RzF - 12 - zu § 1 FlurbG

Flurbereinigungsgericht Kassel, Urteil vom 22.03.1972 - III F 130/71

Aktenzeichen III F 130/71 Entscheidung Urteil Datum 22.03.1972
Gericht Flurbereinigungsgericht Kassel Veröffentlichungen Lieferung N/A

Leitsätze[Quelltext bearbeiten]

1. Zu den Voraussetzungen eines Weinbergflurbereinigungsverfahrens.
2. Zur Form der Einladung zur Aufklärungsversammlung.

Aus den Gründen

Die von den Klägern gerügten Fehler in der Aufklärungsversammlung, insbesondere auch in der Bekanntmachung von Termin und Gegenstand der Aufklärungsversammlung liegen nicht vor.

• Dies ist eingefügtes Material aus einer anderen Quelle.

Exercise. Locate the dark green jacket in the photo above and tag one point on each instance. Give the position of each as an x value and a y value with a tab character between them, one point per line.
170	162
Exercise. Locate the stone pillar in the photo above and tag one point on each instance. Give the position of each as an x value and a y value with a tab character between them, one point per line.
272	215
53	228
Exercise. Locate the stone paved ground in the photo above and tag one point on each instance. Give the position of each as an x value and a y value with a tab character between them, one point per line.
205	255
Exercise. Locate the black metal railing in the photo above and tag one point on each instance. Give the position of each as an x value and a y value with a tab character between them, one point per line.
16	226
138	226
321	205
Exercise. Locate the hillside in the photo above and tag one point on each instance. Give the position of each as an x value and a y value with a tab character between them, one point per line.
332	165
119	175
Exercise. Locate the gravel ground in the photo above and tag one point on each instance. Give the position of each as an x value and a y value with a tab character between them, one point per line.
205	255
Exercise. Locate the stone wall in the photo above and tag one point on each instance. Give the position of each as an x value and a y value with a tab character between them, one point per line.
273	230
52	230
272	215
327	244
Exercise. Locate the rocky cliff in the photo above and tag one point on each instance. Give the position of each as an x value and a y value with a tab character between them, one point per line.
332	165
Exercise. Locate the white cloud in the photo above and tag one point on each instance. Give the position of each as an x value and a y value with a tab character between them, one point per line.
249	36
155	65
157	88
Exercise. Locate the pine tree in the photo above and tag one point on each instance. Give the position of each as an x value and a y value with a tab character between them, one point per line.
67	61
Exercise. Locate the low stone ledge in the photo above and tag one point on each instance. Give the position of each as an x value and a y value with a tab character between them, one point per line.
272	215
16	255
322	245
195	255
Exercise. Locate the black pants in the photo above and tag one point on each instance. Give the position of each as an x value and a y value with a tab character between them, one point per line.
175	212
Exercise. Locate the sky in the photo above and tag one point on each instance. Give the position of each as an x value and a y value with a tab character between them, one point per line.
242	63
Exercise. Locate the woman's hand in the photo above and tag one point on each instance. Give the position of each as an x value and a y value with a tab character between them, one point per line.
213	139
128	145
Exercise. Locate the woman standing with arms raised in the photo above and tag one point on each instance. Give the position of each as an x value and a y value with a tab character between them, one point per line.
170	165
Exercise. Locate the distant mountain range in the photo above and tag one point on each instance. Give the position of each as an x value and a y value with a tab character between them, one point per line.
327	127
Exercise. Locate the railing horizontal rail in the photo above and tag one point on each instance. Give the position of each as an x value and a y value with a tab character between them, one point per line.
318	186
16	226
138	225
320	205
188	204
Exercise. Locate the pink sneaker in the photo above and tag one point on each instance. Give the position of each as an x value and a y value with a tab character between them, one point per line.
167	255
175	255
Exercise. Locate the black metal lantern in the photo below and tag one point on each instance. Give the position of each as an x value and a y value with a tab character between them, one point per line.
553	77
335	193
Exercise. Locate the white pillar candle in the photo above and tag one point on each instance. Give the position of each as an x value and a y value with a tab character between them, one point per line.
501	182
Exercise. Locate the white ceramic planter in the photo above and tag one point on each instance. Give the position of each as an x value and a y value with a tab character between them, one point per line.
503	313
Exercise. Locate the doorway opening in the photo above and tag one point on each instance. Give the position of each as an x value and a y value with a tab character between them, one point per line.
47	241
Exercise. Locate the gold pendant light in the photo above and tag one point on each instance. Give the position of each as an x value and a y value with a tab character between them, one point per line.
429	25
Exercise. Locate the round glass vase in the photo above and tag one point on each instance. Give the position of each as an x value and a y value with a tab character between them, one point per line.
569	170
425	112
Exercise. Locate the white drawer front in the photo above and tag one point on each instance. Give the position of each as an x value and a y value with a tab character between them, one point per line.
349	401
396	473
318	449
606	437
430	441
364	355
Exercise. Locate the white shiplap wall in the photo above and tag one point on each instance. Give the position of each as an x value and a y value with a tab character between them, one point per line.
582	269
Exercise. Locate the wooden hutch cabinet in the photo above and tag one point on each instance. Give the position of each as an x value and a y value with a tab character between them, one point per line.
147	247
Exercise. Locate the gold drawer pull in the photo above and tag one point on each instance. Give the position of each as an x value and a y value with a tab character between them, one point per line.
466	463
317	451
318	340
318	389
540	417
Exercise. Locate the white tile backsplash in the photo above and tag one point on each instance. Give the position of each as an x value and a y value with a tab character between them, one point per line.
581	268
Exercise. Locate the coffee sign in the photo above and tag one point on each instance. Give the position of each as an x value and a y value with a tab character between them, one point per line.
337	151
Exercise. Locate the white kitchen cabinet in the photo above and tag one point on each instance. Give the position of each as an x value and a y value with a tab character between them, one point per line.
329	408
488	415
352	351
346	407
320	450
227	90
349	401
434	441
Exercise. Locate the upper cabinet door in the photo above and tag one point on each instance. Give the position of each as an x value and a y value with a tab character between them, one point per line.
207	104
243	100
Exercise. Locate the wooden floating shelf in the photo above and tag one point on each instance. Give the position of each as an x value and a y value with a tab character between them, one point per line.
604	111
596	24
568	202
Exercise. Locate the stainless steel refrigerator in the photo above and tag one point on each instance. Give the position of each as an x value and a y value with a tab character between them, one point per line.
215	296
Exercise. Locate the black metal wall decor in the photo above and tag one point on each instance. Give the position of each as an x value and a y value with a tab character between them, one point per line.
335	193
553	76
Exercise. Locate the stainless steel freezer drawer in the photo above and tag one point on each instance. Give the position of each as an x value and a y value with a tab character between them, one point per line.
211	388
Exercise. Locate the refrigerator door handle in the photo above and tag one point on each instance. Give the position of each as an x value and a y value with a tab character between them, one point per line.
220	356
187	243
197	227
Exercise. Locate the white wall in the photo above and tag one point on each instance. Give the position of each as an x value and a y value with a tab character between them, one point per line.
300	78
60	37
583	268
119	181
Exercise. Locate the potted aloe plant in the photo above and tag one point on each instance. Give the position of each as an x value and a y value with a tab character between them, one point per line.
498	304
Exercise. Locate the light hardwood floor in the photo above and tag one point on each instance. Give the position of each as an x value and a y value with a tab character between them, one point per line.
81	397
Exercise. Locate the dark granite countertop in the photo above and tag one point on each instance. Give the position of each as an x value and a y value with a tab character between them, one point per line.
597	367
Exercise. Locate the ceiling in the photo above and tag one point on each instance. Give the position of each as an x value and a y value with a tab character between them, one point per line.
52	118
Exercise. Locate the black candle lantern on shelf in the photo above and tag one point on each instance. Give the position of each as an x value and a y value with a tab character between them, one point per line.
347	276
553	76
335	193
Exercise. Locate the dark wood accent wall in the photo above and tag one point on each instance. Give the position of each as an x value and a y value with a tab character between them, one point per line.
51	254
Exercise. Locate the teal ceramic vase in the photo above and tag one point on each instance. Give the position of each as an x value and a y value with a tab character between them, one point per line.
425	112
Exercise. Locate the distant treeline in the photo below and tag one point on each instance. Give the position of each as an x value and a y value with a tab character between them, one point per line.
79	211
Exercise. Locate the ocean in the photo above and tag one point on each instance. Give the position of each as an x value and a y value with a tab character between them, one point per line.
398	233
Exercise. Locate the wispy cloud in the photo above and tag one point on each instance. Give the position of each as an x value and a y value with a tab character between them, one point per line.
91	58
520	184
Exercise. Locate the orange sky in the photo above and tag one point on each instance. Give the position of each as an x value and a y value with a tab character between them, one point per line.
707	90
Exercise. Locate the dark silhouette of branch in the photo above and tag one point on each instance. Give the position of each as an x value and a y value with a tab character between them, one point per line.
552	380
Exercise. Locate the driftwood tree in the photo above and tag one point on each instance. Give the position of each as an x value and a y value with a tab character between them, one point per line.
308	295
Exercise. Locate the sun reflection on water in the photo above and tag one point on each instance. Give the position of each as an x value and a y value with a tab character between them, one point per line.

Die voraussichtlichen Verfahrensbeteiligten sind in geeigneter Weise eingehend aufzuklären. § 5 Abs. 1 FlurbG stellt in dieser Vorschrift frei, in welcher Form die Behörde die Aufklärung durchführt. Es hängt von den örtlichen Verhältnissen und den Umständen des Verfahrens ab, ob die gewählte Form der Aufklärung geeignet ist, den Zweck der Aufklärung zu erfüllen. In welcher Form die beabsichtigte Aufklärung, hier Termin und Erörterungsgegenstand der Aufklärungsversammlung, bekanntgemacht wird, ist nicht durch das Flurbereinigungsgesetz vorgeschrieben. Insbesondere ist eine persönliche und schriftliche Verständigung der einzelnen Teilnehmer weder vorgeschrieben, noch aus sonstigen Gründen erforderlich, wie die Kläger meinen.

Das Hess. Amt für Landeskultur hatte in seiner öffentlichen Bekanntmachung vom 23. Dezember 1970 ausgeführt, daß "in der Feldlage St." in der Gemarkung K. die Einleitung des Flurbereinigungsverfahrens beabsichtigt sei, und daß eine Gebietskarte, aus der das vorgesehene Flurbereinigungsgebiet hervorgeht, in der Zeit vom 7.1. bis 14.1.1971 in den Bürgermeisterämtern K., G. und R. ausliege.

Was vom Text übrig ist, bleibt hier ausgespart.